The first time I packed for a liveaboard it was a nightmare. I had a huge BCD, I had heavy fins, and a bunch of stuff I would only realize later I did not need. As I got better at packing (and buying gear), I whittled it down to a lighter setup with a carbon fiber backplate and wing, and tropical fins. I also cut the clutter, including mesh bags I wouldn’t be using as my own robust save-a-dive kit.

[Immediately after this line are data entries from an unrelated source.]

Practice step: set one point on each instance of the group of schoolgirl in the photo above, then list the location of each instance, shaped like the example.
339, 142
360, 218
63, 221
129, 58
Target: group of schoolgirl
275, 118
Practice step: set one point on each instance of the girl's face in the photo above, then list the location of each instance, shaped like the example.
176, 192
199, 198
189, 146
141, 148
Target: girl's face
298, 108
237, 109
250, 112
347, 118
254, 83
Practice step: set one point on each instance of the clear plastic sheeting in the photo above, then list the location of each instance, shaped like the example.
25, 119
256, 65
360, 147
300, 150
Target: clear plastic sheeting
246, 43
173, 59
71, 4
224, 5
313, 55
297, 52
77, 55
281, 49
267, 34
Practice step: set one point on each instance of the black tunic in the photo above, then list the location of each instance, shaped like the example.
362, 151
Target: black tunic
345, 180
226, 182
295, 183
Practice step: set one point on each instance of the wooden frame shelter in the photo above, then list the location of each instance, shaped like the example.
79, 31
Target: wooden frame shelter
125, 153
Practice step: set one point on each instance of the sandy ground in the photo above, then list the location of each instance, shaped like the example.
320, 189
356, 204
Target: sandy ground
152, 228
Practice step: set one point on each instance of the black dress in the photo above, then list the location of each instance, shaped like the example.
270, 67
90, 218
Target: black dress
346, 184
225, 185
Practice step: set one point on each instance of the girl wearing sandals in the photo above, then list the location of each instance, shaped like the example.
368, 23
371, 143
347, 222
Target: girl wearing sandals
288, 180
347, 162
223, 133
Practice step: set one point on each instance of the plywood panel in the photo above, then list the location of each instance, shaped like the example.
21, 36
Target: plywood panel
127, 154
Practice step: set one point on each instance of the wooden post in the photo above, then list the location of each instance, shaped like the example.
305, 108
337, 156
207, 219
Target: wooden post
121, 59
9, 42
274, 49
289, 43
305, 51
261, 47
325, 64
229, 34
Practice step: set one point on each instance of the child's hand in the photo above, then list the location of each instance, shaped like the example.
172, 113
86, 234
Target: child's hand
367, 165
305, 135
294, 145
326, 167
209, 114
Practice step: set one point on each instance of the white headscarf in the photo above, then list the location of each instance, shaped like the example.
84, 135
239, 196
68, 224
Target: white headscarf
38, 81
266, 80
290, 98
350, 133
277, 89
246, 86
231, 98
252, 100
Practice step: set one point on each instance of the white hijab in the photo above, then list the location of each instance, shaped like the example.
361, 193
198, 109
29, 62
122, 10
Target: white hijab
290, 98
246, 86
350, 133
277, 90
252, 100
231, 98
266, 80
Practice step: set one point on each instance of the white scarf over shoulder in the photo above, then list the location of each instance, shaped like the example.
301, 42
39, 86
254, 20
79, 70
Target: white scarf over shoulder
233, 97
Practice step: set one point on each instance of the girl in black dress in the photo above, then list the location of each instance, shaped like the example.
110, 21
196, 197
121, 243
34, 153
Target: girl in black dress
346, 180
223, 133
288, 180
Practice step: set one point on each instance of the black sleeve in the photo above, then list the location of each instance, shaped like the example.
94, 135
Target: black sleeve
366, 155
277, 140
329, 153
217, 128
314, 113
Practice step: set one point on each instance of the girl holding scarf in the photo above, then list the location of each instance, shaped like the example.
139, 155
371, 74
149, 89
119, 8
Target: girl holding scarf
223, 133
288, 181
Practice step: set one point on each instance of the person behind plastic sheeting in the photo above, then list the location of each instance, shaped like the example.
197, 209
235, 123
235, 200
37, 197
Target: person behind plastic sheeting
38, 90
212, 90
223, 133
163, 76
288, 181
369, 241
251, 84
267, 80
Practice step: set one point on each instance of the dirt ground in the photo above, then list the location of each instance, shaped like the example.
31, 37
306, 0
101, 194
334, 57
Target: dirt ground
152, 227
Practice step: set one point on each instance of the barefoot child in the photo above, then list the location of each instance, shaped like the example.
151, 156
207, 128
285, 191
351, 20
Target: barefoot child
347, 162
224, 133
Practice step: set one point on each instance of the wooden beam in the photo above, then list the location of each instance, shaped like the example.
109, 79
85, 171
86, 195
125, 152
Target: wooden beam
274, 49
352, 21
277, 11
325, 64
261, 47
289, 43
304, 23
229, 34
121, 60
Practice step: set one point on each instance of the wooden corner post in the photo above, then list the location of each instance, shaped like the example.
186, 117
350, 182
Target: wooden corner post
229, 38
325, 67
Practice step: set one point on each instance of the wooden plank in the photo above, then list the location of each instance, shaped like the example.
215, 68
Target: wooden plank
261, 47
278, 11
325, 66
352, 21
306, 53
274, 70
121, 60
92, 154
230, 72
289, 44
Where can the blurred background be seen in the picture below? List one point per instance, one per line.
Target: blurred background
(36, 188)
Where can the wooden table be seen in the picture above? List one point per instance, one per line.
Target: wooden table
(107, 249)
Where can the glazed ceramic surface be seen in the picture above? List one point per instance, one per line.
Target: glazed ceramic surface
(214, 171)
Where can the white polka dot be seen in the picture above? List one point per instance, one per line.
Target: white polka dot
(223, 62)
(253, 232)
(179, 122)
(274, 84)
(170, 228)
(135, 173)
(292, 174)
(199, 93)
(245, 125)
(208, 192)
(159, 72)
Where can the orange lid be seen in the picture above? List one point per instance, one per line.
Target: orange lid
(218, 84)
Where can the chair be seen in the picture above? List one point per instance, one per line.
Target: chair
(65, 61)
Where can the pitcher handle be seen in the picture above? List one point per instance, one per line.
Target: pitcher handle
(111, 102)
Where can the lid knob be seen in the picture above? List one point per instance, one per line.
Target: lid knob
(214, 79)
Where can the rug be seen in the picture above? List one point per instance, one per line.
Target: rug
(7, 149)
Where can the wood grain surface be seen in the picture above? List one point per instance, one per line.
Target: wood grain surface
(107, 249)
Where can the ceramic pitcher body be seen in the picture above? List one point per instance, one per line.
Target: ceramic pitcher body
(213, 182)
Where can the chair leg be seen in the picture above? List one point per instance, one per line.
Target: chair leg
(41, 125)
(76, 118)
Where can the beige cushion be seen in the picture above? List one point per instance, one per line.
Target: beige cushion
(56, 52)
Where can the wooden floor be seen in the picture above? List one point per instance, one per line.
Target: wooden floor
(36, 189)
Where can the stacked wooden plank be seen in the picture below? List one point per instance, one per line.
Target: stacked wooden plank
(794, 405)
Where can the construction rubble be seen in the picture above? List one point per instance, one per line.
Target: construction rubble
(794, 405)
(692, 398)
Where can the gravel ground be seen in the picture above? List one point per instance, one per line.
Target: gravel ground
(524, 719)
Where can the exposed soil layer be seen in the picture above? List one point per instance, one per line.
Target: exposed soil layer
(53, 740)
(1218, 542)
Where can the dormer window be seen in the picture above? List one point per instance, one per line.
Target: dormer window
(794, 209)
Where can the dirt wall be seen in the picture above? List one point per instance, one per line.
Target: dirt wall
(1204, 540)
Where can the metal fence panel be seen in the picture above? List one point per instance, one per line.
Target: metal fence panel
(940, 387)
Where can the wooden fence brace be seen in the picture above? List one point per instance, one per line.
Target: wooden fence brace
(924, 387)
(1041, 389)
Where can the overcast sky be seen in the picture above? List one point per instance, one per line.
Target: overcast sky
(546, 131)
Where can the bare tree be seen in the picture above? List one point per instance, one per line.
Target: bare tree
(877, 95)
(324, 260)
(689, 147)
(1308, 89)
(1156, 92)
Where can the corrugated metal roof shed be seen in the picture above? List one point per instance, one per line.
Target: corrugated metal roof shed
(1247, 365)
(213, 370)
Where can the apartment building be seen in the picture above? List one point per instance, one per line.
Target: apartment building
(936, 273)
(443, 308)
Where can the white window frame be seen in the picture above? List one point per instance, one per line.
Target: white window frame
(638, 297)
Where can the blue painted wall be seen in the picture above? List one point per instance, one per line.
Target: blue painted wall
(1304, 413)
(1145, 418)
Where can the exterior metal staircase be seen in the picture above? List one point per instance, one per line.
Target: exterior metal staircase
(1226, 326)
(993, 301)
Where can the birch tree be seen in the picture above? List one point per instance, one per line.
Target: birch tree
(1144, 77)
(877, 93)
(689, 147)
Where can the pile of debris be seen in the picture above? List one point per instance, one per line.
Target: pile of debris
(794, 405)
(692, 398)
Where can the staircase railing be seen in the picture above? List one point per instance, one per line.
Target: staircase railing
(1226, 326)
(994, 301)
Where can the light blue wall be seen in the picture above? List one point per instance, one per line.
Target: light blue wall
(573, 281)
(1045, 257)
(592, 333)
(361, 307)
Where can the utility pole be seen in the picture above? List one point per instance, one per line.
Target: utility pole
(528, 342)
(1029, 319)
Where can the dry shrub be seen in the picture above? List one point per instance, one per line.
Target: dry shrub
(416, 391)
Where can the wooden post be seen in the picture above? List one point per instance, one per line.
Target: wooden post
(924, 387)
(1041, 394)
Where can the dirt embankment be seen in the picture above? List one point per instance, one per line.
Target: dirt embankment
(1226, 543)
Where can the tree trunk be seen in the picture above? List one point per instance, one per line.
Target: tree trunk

What you can usually expect your liveaboard to have
- Nitrox analyzer
- An abundance of food (even for plant-based people like me)
- Hangers for wetsuits, drysuits, or rash guards
- Common items from a save-a-dive-kit
What not to put in your checked bags
- Lithium-ion batteries
- Anything you don’t want squashed (regulators, for example), unless you have a hard-shell suitcase
- Anything of value like jewelry or cash
What not to put in your carry-on bag
- Knives/cutting devices
- Liquid in too-large a bottle (check airline requirements)
- Large tools (you probably shouldn’t be bringing those anyway)
What not to pack for your liveaboard trip
Let my mistakes be a lesson to you. Here’s what I didn’t need.
- More than one book. I was so tired at the end of a day of dives.
- Weights! While I desperately wanted to pack the new Bright Weight system for my upcoming Turks & Caicos trip, carrying literal lead isn’t an option.
- All the laptop stuff you don’t really need (mouse, mouse pad, etc)
- All your tools (be picky, they’ll have tools. You could even ask in advance.
- Miscellaneous cases for each item like your dive computer, camera equipment, etc.
- Expensive jewelry (go cheap and fake for safety and so you don’t have to worry about losing things)
- Mask defog: unless you use something special this is generally something most boats have.
And that’s it. You made it all the way to the end. If you’re like me, you’ll probably want to bookmark this list or copy-paste it into a Google Doc. While I’ve largely internalized my packing list, I still do a quick run through using this one, each time I have to pack for a trip.